Elle s’était levée, elle prit congé en embrassant le vieillard, comme à son arrivée, très tendrement. Et elle le complimenta sur sa belle mine, le trouva très beau, le fit sourire en lui nommant une dame qui était encore folle de lui. Puis, après avoir répondu d’une légère révérence au salut muet du jeune prêtre, elle s’en alla, de son allure modeste et sage.

Un instant, Orlando resta silencieux, les yeux vers la porte, repris d’une tristesse, songeant sans doute à ce présent louche et pénible, si différent du glorieux passé. Et, brusquement, il revint à Pierre, qui attendait toujours.
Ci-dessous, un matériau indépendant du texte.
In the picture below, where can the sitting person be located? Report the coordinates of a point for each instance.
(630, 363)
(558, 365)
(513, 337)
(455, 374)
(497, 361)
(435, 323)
— Alors, mon ami, vous êtes donc descendu au palais Boccanera. Ah ! quel désastre aussi de ce côté !

Mais, lorsque le prêtre lui eut répété sa conversation avec Benedetta, la phrase où elle avait dit qu’elle l’aimait toujours et que jamais elle n’oublierait sa bonté, quoi qu’il arrivât, il s’attendrit, sa voix eut un tremblement.

— Oui, c’est une bonne âme, elle n’est pas méchante. Seulement, que voulez-vous ? elle n’aimait pas Luigi, et lui-même a été un peu violent peut-être… Ces choses ne sont plus un mystère, je vous en parle librement, puisque, à mon grand chagrin, toute le monde les connaît.